My father then slides his fingers gently over the top of my shoulder, and rests his palm there. I feel my shoulder warm from the heat of his hand. I cannot help but recall all the times Kenneth has placed his hand there. It always made me feel so anxious. How strange it is, feeling the kind hand of my father on my shoulder, knowing he expects nothing of me in return. No spell exercises, no theory writings, no demonstrations of improvements of my power. His hand is so light that I feel like I could be floating in the clouds.
The skin beneath my father's eyes crinkles as he smiles. "Then that's all I need to hear. I love you, Iris. I will always love you. Nothing you do will ever change that."
My father then lifts his hand from my shoulder, and walks with me into my room. He walks over to Rose's side of the bed and lifts Rose from the bed, just as he used to lift me from my bed when I was little, when I was afraid of the monsters outside. He walks with Rose in his arms out my bedroom door, and closes the door behind him.
There is something bittersweet about it. On one hand, I am happy to have my bedroom to myself again. But I know that the real reason my father carried Rose out of my bedroom is because he is afraid of me.
I wonder if Rose really is my sister, but my parents do not want me to know? She is even named after a flower, just like my mother and I.

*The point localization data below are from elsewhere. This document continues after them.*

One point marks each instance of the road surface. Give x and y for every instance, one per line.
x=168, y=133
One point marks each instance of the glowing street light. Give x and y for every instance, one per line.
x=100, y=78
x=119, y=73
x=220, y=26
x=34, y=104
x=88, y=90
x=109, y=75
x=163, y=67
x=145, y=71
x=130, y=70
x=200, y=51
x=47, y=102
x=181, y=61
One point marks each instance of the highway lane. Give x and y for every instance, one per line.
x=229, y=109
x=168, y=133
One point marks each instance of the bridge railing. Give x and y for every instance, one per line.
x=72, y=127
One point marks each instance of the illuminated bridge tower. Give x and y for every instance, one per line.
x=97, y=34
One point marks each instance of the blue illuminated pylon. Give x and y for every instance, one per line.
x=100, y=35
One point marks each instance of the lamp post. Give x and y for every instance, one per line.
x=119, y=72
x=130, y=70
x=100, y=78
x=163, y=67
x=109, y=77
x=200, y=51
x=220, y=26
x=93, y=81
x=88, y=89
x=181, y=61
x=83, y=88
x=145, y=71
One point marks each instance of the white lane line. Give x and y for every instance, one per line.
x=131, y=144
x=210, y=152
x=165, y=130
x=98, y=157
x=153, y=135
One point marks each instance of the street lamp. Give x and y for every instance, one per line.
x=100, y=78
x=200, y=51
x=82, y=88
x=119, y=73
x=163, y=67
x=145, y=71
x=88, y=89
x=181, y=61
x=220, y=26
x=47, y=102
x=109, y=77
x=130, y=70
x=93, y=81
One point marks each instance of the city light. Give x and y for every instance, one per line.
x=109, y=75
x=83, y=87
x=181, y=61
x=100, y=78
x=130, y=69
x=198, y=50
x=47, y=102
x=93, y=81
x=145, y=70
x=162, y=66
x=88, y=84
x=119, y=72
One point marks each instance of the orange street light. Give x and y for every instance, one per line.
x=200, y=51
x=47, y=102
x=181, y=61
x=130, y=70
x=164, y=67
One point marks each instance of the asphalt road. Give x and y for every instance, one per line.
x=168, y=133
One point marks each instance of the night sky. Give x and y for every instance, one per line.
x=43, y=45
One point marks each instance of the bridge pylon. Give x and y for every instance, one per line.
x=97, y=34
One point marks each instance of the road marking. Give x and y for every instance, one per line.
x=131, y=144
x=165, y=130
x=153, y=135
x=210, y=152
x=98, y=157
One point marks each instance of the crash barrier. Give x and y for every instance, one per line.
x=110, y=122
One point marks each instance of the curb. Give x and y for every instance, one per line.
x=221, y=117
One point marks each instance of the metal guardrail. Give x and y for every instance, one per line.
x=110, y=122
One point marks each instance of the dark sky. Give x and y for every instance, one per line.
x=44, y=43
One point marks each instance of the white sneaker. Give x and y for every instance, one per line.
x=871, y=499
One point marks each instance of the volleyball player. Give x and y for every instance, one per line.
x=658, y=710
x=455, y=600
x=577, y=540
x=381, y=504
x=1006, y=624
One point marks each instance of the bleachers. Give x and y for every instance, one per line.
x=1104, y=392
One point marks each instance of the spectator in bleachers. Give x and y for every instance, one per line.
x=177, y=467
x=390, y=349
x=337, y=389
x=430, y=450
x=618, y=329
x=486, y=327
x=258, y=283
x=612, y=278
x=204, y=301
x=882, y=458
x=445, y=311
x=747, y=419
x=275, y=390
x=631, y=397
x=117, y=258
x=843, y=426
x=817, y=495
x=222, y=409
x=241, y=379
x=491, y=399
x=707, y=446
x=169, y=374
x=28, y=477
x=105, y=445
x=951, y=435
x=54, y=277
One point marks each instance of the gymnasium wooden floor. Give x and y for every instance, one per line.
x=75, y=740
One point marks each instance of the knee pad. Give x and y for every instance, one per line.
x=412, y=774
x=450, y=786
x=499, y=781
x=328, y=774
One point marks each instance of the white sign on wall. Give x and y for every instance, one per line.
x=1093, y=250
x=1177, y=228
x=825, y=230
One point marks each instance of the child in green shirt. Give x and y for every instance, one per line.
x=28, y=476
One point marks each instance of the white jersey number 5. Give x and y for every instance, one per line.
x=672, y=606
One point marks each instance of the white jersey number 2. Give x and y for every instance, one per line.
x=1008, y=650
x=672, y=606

I have seen the way my mother looked at Rose, a look of honest and unrestrained love. Even in my father's eyes, just before he lifted his hand from my shoulder, I could still see a hint of nervousness, a sign that the emotions of love he felt for me were somewhat forced.
Perhaps my parents used to look at me the way they look at Rose, at some point, when I was very little: before I met Kenneth, before I became disenchanted with school, before I decided I didn't want to be the obedient, complacent child everyone in the village expected me to be.
I feel the voidfire wounds beneath the bandages of my hands continue to burn. My perfectly soft bed sits invitingly, but I refuse to sleep. I refuse to give the rebellious specters of my dreams the pleasure of tormenting me again.
I walk to the window next to my bed and stare blankly out into the night. The occasional monster walks by, unaware I am watching them from my deceptively safe cavern of wood and fabric. In the distance, just as the clearing at the edge of town gives way to a thick forest, I find it easy to imagine one of the tall, still shadows between the trees is Kenneth, waiting for me to return.